There may be some of you who remember when Kampung Air (water village) had water and houses stood on stilts over the water. How many remember that? Kg Air was where Asia City is located now. When my hub and his primary school friends come over for wine, they sometimes talk of the old days when they were skinny young teens who roamed the Kampung Air area, swimming, fishing and crabbing in the sea. That was a big surprise to me because that's where I used to hang out too but I never noticed those scrawny boys. Or they me I suppose. I was just as scrawny. And when they start reminiscing about the one and only coffee house in KK called Max Coffee House, located at Kg Air just opposite those wooden stilt houses, I'd be so excited nobody can have a word in but me .
Max Coffee House, remember it? That was where we went to celebrate our academic achievements or special birthdays because that's the only place where western food was available. It was such a special treat to even walk into Max because it was hip and western, and it was the only eatery that had air-con. And we had to give our orders in English, an act of courage in those days. The fun was seeing how your friends struggle with their English and how we all try not to act too rural. The most memorable item for me at Max was their chicken and beef pies, which was about the size of a dessert plate. To eat it, you'd use a fork and a knife (how you handle your cutlery was the ultimate proof of how western you were), and slather Lingham's sweet chili sauce on top. Max's pies were just the most delicious thing I'd ever tasted then.
As KK had been under British rule, Max's served Brit-influenced food such as pies, sandwiches, steaks, chicken chops, banana splits and that's all I can remember. I don't quite remember if I first ate Chicken a la King at Max's but this dish just reminds me of those old days before the world globalized and food became international. I found an interesting site that gives some background info on chicken a la King. The dish very likely originated from New York, USA about 100 years ago.
Wey had a week's break from school this week and had a couple of friends stay over one night.
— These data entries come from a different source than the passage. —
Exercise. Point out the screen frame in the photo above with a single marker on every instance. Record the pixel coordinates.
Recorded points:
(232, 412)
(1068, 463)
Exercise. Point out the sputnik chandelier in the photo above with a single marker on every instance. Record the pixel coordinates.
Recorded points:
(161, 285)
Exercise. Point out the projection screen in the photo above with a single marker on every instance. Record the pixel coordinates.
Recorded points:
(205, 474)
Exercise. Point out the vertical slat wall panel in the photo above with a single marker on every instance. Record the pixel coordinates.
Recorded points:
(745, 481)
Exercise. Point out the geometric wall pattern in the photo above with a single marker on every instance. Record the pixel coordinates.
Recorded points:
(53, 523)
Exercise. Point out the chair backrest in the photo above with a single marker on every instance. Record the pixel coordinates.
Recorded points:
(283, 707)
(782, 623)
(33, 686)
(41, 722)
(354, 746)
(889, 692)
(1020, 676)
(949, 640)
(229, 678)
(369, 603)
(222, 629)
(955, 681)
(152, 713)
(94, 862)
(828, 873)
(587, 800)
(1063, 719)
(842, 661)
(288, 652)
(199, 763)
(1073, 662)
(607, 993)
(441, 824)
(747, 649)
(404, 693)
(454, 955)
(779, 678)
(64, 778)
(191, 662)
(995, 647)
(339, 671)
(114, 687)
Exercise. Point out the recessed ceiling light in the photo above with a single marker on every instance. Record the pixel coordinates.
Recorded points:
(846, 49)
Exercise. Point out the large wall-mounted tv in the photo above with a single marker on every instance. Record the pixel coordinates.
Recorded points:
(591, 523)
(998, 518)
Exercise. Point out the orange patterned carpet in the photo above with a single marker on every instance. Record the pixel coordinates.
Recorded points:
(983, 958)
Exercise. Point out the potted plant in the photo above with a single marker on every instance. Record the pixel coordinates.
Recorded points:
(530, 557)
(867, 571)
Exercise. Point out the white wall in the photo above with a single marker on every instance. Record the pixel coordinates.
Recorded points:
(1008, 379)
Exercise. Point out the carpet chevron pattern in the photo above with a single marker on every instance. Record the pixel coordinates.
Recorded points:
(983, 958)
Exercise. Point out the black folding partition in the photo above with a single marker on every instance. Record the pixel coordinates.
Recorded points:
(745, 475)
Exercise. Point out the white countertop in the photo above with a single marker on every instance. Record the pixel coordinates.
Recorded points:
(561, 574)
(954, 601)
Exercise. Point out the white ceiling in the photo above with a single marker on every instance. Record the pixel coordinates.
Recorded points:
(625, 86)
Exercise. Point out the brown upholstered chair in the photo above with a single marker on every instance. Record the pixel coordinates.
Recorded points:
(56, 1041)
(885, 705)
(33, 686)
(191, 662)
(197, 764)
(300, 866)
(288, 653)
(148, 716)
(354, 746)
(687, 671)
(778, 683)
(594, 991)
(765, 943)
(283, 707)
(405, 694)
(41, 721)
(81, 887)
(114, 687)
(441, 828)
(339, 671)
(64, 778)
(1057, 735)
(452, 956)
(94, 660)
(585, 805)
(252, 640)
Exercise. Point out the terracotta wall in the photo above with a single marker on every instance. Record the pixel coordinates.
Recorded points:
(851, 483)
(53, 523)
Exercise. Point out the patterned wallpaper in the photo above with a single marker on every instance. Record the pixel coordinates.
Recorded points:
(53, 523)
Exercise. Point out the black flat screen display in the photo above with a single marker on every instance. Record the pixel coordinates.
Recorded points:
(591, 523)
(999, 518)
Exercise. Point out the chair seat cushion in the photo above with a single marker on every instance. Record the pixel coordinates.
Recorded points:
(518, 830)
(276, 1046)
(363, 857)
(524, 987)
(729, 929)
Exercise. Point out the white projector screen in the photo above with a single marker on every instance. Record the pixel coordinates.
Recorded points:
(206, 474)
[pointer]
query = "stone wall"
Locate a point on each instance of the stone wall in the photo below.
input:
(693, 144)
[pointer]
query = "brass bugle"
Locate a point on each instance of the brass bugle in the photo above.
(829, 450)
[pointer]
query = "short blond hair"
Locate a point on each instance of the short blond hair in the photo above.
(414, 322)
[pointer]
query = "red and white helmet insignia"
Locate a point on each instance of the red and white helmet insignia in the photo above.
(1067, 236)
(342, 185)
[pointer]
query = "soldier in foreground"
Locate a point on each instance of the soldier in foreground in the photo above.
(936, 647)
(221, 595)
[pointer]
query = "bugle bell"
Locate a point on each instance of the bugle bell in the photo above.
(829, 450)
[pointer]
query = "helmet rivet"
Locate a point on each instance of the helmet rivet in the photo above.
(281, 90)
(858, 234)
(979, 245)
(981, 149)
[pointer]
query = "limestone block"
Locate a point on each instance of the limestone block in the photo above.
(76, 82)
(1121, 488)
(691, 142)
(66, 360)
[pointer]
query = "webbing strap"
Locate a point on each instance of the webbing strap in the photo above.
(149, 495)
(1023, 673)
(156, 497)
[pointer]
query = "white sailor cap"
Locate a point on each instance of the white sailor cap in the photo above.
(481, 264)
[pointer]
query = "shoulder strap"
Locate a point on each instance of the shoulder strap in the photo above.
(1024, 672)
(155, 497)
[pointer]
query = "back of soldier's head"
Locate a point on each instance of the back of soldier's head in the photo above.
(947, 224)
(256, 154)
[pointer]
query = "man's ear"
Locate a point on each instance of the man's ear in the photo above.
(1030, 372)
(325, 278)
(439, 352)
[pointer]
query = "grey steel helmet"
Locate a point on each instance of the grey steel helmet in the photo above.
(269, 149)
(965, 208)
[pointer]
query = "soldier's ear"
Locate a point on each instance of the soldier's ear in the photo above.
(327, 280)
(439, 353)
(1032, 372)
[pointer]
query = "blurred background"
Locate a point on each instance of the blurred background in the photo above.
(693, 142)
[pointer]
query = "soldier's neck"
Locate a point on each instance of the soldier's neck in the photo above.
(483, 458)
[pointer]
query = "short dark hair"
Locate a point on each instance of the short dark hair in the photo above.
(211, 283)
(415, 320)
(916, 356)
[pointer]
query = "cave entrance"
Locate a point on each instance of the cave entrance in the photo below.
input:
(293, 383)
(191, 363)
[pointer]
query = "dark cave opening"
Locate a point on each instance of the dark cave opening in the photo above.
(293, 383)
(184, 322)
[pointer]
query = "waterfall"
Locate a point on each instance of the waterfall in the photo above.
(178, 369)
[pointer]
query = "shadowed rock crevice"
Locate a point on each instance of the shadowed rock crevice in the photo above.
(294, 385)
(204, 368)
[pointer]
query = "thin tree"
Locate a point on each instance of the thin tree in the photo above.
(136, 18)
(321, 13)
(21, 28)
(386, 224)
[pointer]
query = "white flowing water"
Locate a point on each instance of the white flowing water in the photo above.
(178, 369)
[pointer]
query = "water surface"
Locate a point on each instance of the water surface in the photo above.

The herd behavior among boys this age (or any age actually) is such that they need to eat every four hours or so, during their toilet breaks while playing computer games. I cooked mac and cheese, then pasta and tuna bake, even plain pasta with butter and Bovril (Ming's creation, and it's really yum) and finally, raked up chicken a la King which was a hit with them, so I'm sharing the recipe here. Skip it if it's too elementary for you, but do consider cooking it if you need to whip something up quickly especially for kids. I used raw chicken but you can use cooked chicken too.
Chicken a la King (serves 3-4)
500g uncooked skinless, boneless chicken, cut into 2 cm cubes
1 green bell pepper or peas
1 can button mushrooms
1 medium brown onion
3 T plain flour
2 T butter
2 T oil
2 cups chicken stock (Swanson's)
1 can Nestle reduced cream or use thickened cream
1 T sherry
salt n pepper to taste
1. Cut the veggies into 2 cm cubes/pieces.
2. Heat up a pot, add 1 T oil and fry the onions for a minute. Add the chicken and the carrots, season with salt and pepper, add 1 cup stock and cover and let it simmer about 10 minutes until the carrots are half-tender. Add the mushrooms and bell pepper, let it boil 2 minutes or so. Switch off fire.
3. To make the white sauce, heat up another pot, add the butter and 1 T oil and melt the butter over low fire. Add the flour and stir quickly. The mixture will bubble and thicken. Make sure fire is not high. After about 30 sec, slowly whisk in the 1 cup stock and cream, stirring with a small whisk all the time. When the cream boils, add the chicken and veg, taste and season if necessary. Add a little bit of water if sauce is too thick. Add the sherry and let mixture heat through, and remove.
4. Serve chicken a la king over plain white rice.